|Markets in the Name of Socialism: 3 Reviews|
Johanna Bockman, Markets in the name of socialism : the left-wing origins of neoliberalism (Stanford University Press, 2011). Review by, Zsuzsa Gille, in Slavic Review Vol. 71, No. 3, FALL 2012, pp. 655-657
Sociologist Johanna Bockman’s much-awaited book is undoubtedly an instant classic. Her argument about the left-wing origins of neoliberalism goes against the grain of most theories about neoliberal globalization and the postsocialist transformations in Europe. As such, it is a must-read for scholars studying these processes in whatever region of the world.
This universal appeal of the volume, however, is not due to what Donna Haraway famously called “a view from everywhere and thus from nowhere in particular.”(1) Granted, writing this book required a thorough knowledge of economics—a discipline with strong immunity to local embeddedness and account- ability—but the author’s positionality is clearly that of a progressive student of state socialism and postsocialism. This work is based on archival research and interviews with economists in ﬁve countries, on a solid understanding of the history and sociology of Yugoslavia and Hungary, which constitute the book’s case studies, and even of the Soviet Union and Poland, while also ﬁrmly rooted in the scholarship on those countries.
The monograph is the logical culmination of the scholarly tradition that sees state socialism not as seamless and therefore not easily squeezed into one side of long-standing dichotomies, such as market versus state, resistance versus accommodation, and freedom versus dictatorship. Bockman demonstrates, not only that what counted for central planning in different countries and different times tended to encompass a rather dissimilar set of economic practices and institutions, but also that among these the exclusion of market mechanisms was more the exception than the rule. This is not an argument about the fuzziness of the categories of state and market, a path some postsocialist scholars have taken; it is rather a claim made from the position of intellectual history, showing that neoclassical economics, commonly assumed to be the ally of neoliberalism, had a nuanced but intensive relationship with central planning.

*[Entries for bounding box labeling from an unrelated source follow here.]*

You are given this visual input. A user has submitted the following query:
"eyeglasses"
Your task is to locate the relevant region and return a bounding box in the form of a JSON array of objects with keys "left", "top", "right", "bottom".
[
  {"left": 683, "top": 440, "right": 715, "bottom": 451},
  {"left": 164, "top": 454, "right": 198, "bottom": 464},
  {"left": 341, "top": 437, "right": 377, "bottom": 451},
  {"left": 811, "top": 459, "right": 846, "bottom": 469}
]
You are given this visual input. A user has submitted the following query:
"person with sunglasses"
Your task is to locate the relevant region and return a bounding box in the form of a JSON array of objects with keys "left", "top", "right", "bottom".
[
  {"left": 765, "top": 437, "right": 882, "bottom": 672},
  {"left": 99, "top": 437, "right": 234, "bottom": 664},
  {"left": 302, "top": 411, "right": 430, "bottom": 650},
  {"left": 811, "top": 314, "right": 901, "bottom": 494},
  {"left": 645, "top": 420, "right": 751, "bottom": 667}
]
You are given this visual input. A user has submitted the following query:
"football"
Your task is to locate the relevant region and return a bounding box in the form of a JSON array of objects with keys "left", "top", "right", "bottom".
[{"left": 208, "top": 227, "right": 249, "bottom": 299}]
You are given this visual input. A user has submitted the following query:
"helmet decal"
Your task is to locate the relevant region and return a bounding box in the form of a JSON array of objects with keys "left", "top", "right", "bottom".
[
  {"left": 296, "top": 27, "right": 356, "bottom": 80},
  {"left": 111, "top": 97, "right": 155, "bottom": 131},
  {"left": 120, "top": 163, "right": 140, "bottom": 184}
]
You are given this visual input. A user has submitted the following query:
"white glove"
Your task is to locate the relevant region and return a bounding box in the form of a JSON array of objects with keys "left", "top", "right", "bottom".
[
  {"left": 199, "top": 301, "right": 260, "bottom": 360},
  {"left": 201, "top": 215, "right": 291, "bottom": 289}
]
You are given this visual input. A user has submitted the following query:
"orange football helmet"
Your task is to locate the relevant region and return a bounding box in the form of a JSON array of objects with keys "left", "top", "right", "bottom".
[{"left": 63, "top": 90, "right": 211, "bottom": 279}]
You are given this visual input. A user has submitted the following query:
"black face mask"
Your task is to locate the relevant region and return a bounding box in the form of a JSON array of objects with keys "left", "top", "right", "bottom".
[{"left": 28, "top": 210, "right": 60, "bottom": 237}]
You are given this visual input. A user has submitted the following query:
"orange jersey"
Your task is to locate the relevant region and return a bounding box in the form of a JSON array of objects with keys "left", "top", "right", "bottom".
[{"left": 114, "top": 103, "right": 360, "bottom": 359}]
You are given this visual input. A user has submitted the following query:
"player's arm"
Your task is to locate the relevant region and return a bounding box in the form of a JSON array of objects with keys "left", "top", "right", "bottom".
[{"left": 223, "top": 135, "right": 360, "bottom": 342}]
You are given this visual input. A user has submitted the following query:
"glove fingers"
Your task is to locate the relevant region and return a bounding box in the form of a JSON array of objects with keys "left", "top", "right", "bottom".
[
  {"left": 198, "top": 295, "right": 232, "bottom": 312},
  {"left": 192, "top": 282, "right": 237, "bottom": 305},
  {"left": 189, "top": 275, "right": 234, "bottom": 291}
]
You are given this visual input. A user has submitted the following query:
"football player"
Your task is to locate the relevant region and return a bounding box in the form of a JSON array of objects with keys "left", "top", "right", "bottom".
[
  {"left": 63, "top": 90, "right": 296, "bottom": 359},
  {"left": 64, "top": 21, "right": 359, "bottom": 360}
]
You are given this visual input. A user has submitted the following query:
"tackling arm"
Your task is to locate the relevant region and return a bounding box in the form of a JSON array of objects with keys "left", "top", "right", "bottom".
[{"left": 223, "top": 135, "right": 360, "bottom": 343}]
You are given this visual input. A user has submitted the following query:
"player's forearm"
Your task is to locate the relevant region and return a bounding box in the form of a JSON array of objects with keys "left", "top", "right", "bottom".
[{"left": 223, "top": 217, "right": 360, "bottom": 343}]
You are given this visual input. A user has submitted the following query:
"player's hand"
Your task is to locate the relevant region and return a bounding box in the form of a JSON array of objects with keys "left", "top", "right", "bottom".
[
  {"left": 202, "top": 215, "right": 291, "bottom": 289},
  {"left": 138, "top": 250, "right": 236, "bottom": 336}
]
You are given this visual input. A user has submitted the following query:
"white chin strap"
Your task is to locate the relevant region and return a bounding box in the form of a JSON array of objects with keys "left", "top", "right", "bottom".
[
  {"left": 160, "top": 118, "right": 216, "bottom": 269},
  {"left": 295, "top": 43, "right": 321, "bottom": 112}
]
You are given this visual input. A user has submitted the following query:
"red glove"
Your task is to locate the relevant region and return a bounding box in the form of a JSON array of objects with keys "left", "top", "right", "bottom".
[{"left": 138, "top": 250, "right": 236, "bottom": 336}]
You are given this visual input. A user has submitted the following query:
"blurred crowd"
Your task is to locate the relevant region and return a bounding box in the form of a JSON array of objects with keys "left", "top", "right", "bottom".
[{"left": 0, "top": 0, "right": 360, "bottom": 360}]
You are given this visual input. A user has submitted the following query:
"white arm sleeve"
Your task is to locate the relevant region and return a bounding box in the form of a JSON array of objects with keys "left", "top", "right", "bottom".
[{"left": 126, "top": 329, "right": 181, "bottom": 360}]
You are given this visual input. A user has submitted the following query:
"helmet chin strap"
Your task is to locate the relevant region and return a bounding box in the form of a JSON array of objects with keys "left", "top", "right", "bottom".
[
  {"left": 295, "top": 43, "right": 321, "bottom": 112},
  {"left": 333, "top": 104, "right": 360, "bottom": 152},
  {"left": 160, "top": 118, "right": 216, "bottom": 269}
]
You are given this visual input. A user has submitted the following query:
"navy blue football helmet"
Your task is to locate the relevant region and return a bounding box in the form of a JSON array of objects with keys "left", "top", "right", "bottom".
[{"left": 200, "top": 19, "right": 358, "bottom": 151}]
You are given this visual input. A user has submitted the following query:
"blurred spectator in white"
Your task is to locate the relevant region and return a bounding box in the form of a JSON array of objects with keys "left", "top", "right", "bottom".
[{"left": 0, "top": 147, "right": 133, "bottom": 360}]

In contrast to the more macroeconomic focus of classical economics and Marxism, neoclassical economists, such as William Stanley Jevons and Léon Walras, who appeared on the scene in the 1870s, tended to concentrate on the micro level of the ﬁrm and rejected any objective theory of prices, including the labor theory of value. Focusing on individual actors and their preferences, they asked under what conditions equilibrium, that is a balance of supply and demand, would prevail and entail the most efﬁciency and greatest beneﬁt. Bockman shows that already by the 1890s several neoclassical economists saw a competitive market economy and central planning as mathematically identical. To be sure, this was an ideologically neutral methodological position. Even economists radically opposed to any notion of socialism based their theories on the hypothetical ﬁgure of the social planner that has complete information about costs and preferences and makes choices about production for the sake of maximizing consumption. This abstract model was then used as a basis of comparison to evaluate actual policies and institutions. Some even concluded from such comparisons that socialism could provide the best condition for markets.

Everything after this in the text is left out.